Where T is liable to a penalty under this section the Commissioners may assess the amount of the penalty and notify it to T accordingly.

(10)

No assessment of a penalty under this section may be made more than two years after the denial decision is issued.

(11)

The assessment of a penalty under this section may be made immediately after the denial decision is made (and notice of the assessment may be given to T in the same document as the notice of the decision).

(12)

Where by reason of actions involved in making a claim to exercise or rely on a VAT right in relation to a supply T—

(a)

is liable to a penalty for an inaccuracy under paragraph 1 of Schedule 24 to the Finance Act 2007 for which T has been assessed (and the assessment has not been successfully appealed against by T or withdrawn), or

(b)

is convicted of an offence (whether under this Act or otherwise),

those actions do not give rise to liability to a penalty under this section

93.

The Tribunal has the power, where a person is liable to a penalty under section 69C, to reduce this penalty to such amount (including nil) as we think proper; but the Tribunal cannot take into account the sufficiency of funds available to any person for paying any VAT due or the amount of the penalty; the fact that there has been no significant loss of VAT; or the fact that the person liable to the penalty or a person acting on their behalf as acted in good faith: see VAT Act 1984 section 70(4).

94.

In its Notice of Appeal against the Company Penalty, the Company contended that Conditions A and B were not satisfied. The Appellant made no submissions as to Condition C. The Company did not seek to argue that the appeal should have been reduced, or that there were any factors giving rise to mitigation.

95.

Condition A is satisfied.

96.

Condition B is also satisfied, for the reasons already set out above.

97.

There is no challenge to Condition C.

98.

The Company's appeal against the Company Penalty is also dismissed.

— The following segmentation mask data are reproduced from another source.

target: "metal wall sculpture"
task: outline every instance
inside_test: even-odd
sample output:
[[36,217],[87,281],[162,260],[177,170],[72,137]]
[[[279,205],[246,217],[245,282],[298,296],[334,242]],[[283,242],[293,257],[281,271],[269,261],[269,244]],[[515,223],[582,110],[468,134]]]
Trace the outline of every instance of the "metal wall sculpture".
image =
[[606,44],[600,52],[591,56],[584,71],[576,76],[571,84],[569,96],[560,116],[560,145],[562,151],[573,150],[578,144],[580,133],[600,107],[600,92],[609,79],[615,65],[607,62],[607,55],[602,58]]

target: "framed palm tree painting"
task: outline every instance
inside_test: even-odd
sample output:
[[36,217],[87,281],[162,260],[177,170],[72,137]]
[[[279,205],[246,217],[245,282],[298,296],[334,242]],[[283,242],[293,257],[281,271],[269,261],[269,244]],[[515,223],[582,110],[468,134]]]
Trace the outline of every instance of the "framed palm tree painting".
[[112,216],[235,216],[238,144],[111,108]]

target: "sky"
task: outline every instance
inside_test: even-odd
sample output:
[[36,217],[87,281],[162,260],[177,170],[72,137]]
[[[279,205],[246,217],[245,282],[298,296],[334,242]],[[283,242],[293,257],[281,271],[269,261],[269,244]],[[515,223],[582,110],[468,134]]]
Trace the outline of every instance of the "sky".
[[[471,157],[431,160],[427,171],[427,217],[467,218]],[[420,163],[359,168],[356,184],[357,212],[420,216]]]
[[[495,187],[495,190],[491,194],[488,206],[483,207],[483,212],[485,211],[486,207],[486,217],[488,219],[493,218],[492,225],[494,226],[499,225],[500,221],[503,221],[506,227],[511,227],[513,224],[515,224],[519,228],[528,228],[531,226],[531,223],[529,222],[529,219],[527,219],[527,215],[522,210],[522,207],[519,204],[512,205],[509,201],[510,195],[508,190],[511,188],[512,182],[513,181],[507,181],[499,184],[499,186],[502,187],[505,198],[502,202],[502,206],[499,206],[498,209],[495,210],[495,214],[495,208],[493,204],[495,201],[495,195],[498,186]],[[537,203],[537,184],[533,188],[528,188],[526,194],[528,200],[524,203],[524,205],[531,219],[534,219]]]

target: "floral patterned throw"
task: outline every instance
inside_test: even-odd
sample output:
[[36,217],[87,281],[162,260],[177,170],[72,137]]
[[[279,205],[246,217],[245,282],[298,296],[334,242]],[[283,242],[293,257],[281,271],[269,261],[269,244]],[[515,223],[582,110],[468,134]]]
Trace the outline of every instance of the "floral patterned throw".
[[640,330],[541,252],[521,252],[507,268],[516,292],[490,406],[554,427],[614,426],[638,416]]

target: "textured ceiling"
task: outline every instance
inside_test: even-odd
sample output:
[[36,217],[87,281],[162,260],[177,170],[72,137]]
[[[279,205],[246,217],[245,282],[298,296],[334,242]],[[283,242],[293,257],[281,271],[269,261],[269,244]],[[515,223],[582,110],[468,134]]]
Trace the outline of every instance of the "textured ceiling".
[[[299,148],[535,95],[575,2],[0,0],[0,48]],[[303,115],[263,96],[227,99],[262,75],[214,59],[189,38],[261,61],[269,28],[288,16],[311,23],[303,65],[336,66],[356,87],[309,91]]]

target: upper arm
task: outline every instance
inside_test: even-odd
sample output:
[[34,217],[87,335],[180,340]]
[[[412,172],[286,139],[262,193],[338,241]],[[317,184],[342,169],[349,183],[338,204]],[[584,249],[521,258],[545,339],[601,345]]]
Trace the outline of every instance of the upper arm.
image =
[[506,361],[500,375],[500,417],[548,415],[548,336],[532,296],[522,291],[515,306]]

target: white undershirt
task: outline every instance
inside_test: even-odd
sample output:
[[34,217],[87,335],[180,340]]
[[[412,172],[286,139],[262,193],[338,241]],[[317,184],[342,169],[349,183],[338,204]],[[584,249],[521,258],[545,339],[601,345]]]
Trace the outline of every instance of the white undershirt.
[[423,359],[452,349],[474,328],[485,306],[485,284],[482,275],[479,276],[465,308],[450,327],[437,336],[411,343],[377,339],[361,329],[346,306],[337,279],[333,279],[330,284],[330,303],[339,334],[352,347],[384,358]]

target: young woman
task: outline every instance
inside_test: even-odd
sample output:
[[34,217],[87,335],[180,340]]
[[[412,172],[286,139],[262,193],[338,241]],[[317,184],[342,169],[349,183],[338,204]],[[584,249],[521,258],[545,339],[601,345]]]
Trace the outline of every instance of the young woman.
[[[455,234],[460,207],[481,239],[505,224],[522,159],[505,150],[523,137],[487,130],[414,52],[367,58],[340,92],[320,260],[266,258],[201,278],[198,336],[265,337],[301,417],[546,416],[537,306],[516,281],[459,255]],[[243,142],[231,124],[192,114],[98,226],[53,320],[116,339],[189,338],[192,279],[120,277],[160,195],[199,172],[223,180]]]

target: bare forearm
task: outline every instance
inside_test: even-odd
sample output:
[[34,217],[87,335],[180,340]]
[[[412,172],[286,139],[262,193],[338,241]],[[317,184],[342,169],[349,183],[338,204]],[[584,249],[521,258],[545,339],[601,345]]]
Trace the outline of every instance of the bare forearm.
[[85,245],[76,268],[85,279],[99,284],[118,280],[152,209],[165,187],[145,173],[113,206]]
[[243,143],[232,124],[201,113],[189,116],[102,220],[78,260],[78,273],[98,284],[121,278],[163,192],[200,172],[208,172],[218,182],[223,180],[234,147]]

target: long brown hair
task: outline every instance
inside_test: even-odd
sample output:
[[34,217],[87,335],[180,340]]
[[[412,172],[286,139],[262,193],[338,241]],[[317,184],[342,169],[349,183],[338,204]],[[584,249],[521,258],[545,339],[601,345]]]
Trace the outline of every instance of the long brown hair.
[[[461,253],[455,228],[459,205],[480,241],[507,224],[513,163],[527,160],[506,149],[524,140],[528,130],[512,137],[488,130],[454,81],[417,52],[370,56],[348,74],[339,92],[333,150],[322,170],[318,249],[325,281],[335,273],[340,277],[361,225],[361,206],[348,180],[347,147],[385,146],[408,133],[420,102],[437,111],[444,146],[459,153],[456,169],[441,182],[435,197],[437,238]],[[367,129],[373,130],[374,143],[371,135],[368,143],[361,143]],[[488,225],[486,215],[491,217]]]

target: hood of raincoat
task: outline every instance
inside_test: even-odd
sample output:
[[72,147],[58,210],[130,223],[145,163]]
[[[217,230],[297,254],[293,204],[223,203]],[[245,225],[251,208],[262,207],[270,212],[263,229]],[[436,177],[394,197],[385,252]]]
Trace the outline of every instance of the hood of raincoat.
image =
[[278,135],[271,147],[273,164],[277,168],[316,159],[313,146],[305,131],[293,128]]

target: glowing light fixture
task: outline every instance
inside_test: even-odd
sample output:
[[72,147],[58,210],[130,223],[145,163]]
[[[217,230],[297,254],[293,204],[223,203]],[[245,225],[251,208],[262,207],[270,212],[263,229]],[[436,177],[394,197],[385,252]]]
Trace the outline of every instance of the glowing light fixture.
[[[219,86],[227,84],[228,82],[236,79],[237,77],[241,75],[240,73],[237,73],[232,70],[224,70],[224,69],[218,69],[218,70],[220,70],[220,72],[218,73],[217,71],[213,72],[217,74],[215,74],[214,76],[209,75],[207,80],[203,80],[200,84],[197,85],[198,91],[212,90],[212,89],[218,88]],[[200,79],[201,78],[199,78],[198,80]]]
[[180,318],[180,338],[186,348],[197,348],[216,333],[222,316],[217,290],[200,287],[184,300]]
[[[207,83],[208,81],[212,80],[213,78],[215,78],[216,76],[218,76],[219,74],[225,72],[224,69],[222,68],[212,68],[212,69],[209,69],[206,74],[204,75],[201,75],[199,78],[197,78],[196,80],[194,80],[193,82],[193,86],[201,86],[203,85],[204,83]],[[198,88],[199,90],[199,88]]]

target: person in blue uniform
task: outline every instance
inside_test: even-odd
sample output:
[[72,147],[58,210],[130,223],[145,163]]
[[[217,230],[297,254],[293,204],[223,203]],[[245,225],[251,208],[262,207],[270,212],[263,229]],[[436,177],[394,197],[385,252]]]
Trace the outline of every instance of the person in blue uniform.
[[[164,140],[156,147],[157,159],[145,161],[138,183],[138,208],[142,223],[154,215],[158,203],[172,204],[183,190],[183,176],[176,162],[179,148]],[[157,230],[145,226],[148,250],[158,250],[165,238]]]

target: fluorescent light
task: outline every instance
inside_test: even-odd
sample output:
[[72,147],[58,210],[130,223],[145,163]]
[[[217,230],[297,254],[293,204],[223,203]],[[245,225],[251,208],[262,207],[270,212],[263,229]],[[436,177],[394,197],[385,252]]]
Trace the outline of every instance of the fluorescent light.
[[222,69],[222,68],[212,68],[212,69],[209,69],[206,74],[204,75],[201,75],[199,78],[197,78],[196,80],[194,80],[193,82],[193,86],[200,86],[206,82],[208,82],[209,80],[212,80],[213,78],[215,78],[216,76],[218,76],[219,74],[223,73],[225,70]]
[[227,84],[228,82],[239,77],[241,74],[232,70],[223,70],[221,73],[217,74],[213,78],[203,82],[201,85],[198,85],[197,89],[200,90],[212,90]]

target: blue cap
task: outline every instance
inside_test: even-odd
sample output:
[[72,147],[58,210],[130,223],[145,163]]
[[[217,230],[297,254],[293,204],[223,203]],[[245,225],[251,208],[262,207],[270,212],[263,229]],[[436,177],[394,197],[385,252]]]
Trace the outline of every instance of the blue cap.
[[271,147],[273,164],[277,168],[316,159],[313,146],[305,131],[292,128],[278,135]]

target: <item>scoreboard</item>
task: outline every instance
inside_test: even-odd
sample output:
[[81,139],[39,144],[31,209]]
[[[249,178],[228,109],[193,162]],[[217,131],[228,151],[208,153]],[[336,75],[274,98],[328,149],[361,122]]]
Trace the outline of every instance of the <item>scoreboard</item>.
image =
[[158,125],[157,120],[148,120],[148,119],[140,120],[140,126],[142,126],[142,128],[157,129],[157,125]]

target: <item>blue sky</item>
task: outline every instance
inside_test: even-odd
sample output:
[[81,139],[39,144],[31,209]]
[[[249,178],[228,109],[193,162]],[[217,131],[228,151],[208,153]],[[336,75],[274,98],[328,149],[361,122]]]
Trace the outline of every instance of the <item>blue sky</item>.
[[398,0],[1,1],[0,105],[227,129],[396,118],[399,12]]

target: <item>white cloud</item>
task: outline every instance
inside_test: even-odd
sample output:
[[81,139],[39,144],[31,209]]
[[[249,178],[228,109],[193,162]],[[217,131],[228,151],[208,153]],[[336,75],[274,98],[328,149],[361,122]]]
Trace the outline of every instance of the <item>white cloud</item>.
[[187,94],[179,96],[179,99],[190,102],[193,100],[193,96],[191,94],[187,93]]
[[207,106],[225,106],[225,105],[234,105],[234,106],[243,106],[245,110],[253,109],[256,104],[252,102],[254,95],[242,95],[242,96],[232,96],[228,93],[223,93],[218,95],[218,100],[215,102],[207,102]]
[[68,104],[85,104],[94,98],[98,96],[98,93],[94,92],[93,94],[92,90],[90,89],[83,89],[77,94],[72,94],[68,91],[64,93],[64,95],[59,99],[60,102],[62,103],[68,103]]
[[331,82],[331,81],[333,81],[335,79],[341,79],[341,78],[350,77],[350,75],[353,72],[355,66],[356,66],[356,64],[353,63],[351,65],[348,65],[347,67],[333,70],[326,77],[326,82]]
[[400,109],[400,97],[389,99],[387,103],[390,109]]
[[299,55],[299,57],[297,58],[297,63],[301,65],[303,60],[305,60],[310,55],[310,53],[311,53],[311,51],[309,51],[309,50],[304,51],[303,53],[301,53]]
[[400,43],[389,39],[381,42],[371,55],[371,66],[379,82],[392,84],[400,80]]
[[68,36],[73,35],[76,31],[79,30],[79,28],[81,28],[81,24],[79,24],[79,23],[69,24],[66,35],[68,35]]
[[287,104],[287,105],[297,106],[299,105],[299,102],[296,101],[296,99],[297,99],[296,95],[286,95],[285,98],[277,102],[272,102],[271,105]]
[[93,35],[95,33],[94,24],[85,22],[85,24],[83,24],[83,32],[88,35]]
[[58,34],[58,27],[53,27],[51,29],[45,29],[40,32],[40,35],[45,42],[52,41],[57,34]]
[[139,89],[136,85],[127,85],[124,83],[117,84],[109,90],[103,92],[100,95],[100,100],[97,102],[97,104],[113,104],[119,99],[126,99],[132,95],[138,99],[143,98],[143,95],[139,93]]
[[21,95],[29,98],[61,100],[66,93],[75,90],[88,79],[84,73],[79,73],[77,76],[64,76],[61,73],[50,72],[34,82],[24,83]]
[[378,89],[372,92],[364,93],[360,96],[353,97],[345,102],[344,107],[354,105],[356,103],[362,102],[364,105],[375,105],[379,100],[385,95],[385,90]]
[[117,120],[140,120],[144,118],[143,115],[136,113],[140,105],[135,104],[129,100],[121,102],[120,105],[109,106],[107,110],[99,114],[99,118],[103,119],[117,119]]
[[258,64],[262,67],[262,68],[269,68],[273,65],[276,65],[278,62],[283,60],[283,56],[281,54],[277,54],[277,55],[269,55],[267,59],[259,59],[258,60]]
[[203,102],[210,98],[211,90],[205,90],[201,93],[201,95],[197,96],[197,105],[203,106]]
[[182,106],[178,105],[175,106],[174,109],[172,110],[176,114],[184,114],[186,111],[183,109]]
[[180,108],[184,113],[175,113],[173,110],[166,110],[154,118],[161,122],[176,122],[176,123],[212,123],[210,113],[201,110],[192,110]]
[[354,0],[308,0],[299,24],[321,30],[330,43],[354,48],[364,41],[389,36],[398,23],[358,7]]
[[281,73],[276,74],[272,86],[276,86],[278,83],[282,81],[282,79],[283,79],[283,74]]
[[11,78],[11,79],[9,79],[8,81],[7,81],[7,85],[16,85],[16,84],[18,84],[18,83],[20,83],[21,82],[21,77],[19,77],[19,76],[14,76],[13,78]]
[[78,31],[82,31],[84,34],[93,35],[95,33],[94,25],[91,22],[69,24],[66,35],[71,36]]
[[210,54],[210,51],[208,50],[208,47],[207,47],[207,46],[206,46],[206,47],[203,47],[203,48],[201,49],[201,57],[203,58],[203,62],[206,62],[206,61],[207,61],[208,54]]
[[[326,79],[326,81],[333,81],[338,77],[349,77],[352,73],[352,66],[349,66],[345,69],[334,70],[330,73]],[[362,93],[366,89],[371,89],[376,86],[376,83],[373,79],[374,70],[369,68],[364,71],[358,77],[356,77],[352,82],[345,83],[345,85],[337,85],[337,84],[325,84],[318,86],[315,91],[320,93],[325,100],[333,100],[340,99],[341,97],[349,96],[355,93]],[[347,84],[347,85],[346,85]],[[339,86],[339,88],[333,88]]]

Right to apply for permission to appeal

99.

This document contains full findings of fact and reasons for the decision. Any party dissatisfied with this decision has a right to apply for permission to appeal against it pursuant to Rule 39 of the Tribunal Procedure (First-tier Tribunal) (Tax Chamber) Rules 2009. The application must be received by this Tribunal not later than 56 days after this decision is sent to that party. The parties are referred to “Guidance to accompany a Decision from the First-tier Tribunal (Tax Chamber)” which accompanies and forms part of this decision notice.